Mit einer knappen Handbewegung gab Malin Pelle zu verstehen, dass er aufstehen solle, und der junge Pilot erhob sich. Er warf Ondragon ein leicht spöttisches Gewinnerlächeln zu und folgte seiner Chefin aus dem Zelt. Resigniert sah er auf den Ausgang. Am Ende ist immer einer der Loser, dachte er. Doch leider hatte er das starke Gefühl, dass diesmal er das war.

„Und wann können wir hier raus?“, fragte er an Kubicki gerichtet. Er hatte keine Lust, noch länger an diesem unerfreulichen Ort zu bleiben.

„Sie können sofort mit der nächsten Maschine raus“, entgegnete der BND-Führungsoffizier. „Unser Pilot fliegt Sie nach Casablanca oder Marrakesch. Je nachdem, wo Sie hin wollen.“

„Und was ist mit meiner Bezahlung?“, wollte Ondragon wissen.

„Wenn Sie Ihre Akte meinen, die liegt in Berlin bereit. Sie können jederzeit Einsicht erhalten. Und das Geld – nun wir wollen mal nicht so sein, schließlich haben Sie sich ja alle Mühe gegeben, den Auftrag zu erfüllen – es wird sich in wenigen Tagen auf Ihrem Konto befinden.“

Ondragon nickte, dann wandte er sich an Achille. „Komm, wir hauen ab!“

Als sie wenig später im Flugzeug des BND saßen und nach unten auf den rauchenden Berg schauten, spürte Ondragon ein ungewohntes Gefühlschaos in seinem Inneren toben.

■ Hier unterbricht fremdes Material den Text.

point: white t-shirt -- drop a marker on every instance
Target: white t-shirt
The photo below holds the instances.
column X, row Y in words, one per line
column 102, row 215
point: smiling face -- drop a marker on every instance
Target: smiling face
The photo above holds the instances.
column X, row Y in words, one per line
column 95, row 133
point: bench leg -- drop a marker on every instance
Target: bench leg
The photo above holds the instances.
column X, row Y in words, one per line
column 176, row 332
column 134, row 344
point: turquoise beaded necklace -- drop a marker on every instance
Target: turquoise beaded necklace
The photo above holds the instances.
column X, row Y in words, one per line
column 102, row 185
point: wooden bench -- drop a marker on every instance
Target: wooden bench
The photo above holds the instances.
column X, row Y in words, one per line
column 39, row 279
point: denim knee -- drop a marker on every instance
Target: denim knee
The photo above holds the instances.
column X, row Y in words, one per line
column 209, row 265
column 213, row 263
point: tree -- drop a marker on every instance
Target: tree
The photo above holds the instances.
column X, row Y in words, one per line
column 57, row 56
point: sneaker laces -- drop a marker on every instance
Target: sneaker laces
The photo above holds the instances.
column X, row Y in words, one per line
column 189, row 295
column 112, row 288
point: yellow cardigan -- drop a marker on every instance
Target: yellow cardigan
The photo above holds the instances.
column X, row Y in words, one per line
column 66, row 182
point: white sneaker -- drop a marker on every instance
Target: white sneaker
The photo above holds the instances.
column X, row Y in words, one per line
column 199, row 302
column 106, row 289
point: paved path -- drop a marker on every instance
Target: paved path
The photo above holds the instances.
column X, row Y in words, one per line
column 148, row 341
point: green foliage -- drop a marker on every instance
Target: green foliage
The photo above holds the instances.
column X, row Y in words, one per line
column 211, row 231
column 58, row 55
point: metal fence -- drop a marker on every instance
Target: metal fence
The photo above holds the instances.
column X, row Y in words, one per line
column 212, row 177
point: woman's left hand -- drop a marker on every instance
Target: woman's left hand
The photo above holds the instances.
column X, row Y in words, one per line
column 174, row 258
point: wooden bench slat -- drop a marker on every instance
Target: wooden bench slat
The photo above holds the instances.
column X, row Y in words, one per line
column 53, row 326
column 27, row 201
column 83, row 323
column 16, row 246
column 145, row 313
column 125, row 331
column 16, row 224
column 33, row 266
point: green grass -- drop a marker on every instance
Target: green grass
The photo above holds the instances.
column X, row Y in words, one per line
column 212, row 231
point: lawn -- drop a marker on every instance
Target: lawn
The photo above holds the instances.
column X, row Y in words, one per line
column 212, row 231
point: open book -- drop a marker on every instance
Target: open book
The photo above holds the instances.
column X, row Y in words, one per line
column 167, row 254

Auf der einen Seite war er froh, wieder einmal davongekommen zu sein, und fühlte sogar ein wenig Schadenfreude darüber, dass Pandora zerstört und der BND absolut leer ausgegangen war. Doch auf der anderen Seite – und das brachte ihn zum unteren Ende seiner Gefühlsskala – erfüllte es ihn mit tiefer Traurigkeit zu sehen, wie Teslas Traum in Flammen stand und damit unwiederbringlich verloren war. Und mit einem Mal verstand er sogar Meister Yaqubs Dilemma. Teslas Erfindungen waren ein Fluch und ein Segen zugleich. Darin hatte der alte Mann recht behalten. Aber Yaqub war nicht mehr, wie auch sein geheimer Schatz zu einem einzigen Klumpen Metall eingeschmolzen worden war. Und auf schicksalshafte Weise hatte sich der Daseinszweck der Sator-Bruderschaft dann doch erfüllt: Sie hatte die Menschheit vor einer großen Dummheit bewahrt. Sator opera tenet – der Schöpfer bewahrt seine Schöpfung.

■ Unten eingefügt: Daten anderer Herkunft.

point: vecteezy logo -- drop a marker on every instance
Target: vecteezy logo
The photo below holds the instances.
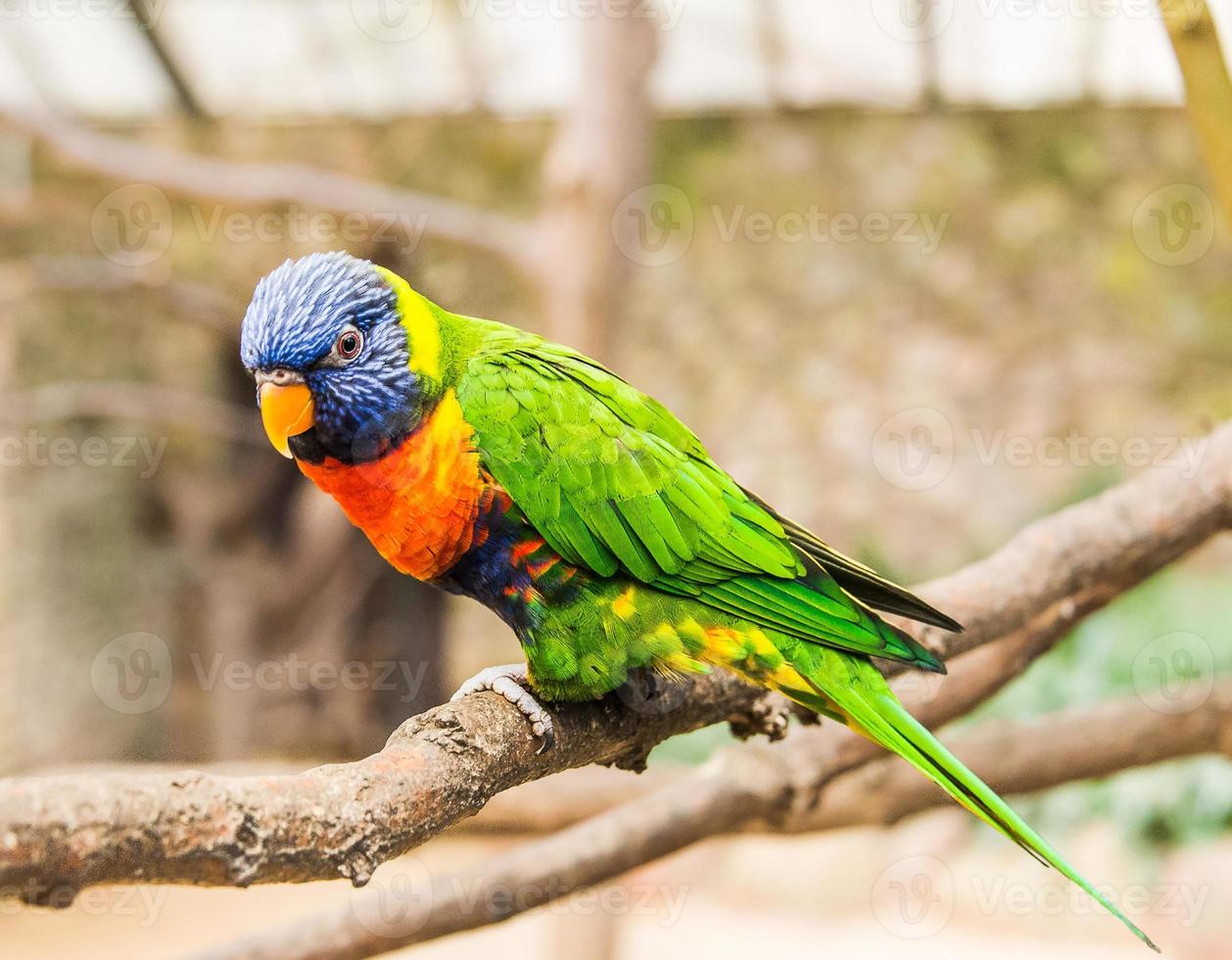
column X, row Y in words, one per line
column 915, row 449
column 913, row 22
column 132, row 673
column 653, row 225
column 1174, row 673
column 1175, row 224
column 392, row 22
column 132, row 225
column 913, row 897
column 400, row 905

Als Ondragons Bewusstsein aus diesen Gedanken auftauchte, waren sie schon weit in die Wüste hinausgeflogen. Unter ihnen erstreckte sich nichts als Sand.

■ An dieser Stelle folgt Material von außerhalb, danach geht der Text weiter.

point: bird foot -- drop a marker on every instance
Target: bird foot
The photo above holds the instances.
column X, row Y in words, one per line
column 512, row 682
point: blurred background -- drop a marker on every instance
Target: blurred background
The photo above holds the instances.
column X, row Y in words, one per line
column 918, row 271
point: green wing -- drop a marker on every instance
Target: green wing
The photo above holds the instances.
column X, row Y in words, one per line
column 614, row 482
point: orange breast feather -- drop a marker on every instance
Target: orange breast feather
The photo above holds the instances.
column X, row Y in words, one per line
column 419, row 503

Erschöpft lehnte er sich zurück und legte seine bandagierten Hände in den Schoß. Mehr als das Vibrieren der Maschine spürte er die Müdigkeit, die ihn zu überwältigen drohte, jetzt, da er alles hinter sich ließ. Doch kurz bevor er seine Augen schloss und sich der Erschöpfung hingab, fing sein Geist noch etwas auf. Eine winzige Störung im Muster. Die Zentrifuge in seinem Kopf zuckte und sandte eine letzte Botschaft. Dort unten im Sand war etwas gewesen. Etwas, das nicht dorthin passte. Ein Gefährt. Ein sehr merkwürdiges Gefährt.

Der Snake?

Nur wer fuhr ihn? Clandestin? War es dem jungen Mann gelungen, zu ihrem verlassenen Camp zu finden? Hatte er den Snake genommen und war damit hinaus in die Wüste gefahren? Ein unbewusstes Lächeln legte sich auf Ondragons Lippen. Natürlich war er es. Clandestin. Guter Junge! Nun würde wenigstens ein Teil des Wissens der Sator-Bruderschaft weiterleben … und auch der Schatz würde im gewissen Sinne weiterleben.

Mit dieser tröstlichen Gewissheit kippte Ondragons Kopf zur Seite, und er schlief ein.